The decision, which came after the US stopped trading, serves a warning to other eurozone governments whose borrowing costs have also risen in the past year.

Moody’s has blamed the downgrade on “the fragile market sentiment” and a loss of confidence in eurozone government debts.

It said: “Although future policy actions within the euro area could reduce investors’ concerns and stabilise funding markets, the opposite is also increasingly popular.”

Italian Prime Minister Silvio Berlusconi maintained he was expecting the downgrade and said that the government was “working with maximum commitment to achieve its budget objective”.

He also added that a plan to balance the government’s budget by 2013 had been approved by the European Commission.

According to reports, Rome’s current borrowing needs remain low, as does its private sector debt levels; nonetheless, Moody’s downgrade has cast a shadow over the country’s growth outlook.

Speaking to The Fresh Outlook, Professor Patrick Minford from the Cardiff Business School explained that Italy’s GDP ratio and problems arising in the banks had a huge impact on Moody’s decision.

“The worry is that their banks may be in trouble because of Greek and Portuguese debts,” said Professor Minford.

He added that Italy’s “debt to the GDP ratio” stands at “well over 100%”.

When asked what the Italian government can do to combat the downgrade, Profesor Minford said it was all down to risk.

“The thing is, it’s all about risk,” he said, “and nobody knows what’s going to happen in the world. It’s more a problem of the unknown. Obviously Italy can do a bit about the deficit it’s got and reduce it…but what it can’t very easily do is control how badly the Italy banks are hit by Greek default.”

Analysts believe that a downgrade of the banks’ credit rating will soon follow today’s announcement.

Elsewhere, Greece has experienced another 24-hour general strike, in which 16,000 people protested in central Athens.

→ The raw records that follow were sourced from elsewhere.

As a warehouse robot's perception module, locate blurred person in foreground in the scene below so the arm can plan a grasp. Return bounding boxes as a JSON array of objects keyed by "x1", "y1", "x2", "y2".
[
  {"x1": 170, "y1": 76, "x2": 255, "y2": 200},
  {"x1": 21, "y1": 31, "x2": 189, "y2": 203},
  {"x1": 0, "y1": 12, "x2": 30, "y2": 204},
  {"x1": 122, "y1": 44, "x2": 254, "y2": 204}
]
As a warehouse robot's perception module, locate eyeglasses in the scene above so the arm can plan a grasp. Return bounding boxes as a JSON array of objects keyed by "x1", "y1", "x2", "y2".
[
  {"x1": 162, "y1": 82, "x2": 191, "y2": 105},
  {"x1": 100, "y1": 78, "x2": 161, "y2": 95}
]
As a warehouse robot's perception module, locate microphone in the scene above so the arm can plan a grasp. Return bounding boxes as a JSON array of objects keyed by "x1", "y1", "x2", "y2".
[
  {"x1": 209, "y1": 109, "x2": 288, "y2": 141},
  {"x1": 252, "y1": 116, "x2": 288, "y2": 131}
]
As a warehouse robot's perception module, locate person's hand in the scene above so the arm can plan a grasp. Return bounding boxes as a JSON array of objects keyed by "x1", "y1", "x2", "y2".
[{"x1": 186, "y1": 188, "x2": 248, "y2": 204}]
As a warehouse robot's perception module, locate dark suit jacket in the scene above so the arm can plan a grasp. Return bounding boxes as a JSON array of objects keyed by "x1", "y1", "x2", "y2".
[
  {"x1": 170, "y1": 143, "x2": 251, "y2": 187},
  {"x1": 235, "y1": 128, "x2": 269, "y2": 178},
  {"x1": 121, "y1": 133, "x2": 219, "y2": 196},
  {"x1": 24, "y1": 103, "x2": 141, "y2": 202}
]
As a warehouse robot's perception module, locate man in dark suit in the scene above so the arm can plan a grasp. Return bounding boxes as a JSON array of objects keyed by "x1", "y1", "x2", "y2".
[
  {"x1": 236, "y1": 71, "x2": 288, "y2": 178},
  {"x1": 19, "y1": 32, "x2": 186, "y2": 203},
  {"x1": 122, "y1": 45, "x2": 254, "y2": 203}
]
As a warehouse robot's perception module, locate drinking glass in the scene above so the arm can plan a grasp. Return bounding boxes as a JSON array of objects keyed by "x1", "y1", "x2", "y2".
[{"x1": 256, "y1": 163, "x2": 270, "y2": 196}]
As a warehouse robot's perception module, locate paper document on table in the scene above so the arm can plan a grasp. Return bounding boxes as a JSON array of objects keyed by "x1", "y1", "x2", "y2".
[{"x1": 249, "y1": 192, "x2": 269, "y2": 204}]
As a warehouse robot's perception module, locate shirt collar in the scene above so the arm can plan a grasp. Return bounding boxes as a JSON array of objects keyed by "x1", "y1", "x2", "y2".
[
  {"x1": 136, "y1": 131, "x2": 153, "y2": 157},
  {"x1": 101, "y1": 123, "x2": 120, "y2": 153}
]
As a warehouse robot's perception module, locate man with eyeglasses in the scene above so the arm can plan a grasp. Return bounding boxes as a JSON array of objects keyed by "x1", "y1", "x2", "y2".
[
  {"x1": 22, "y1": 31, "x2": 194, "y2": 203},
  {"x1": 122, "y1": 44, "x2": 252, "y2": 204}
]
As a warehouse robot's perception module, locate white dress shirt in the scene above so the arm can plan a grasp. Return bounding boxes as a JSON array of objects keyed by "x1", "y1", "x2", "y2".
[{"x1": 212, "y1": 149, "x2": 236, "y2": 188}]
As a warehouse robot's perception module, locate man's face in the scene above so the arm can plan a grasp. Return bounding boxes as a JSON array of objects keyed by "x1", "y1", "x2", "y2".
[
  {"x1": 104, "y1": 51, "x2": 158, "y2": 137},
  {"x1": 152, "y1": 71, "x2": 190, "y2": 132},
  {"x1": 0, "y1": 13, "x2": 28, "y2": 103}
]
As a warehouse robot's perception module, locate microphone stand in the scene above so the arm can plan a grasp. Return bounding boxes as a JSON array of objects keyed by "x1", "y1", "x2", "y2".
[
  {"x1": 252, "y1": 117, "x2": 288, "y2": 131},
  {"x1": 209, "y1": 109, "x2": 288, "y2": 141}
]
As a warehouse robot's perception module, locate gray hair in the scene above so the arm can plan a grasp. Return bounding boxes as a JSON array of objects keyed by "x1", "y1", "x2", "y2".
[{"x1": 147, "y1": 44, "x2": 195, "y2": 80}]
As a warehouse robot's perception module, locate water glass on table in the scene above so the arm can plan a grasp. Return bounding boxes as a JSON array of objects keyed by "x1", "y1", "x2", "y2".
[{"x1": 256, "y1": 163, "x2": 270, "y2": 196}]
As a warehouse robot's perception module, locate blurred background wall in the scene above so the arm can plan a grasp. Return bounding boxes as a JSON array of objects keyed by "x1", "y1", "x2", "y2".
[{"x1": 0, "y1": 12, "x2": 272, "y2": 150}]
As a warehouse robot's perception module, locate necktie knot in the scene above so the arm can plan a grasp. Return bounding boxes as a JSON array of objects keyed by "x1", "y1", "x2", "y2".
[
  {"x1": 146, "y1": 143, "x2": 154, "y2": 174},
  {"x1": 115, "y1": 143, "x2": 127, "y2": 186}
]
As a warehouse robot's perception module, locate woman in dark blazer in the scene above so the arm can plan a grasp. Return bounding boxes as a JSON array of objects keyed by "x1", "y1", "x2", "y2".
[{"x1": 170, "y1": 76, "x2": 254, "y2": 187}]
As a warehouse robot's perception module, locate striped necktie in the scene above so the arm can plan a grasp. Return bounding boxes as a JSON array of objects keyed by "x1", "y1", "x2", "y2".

The strikers are protesting recent austerity cuts that promise to reduce the Greek deficit by 8.5%. The measures, which include an emergency property tax and the suspension of the 30,000 public sector workers, have been hugely criticised throughout the country and brought thousands to the picket line on Tuesday.

Speaking to Reuters, a spokesman for Greece’s main union, GSEE, said: “With this strike, the government, the EU and the IMF will be forced to reconsider these disastrous policies.”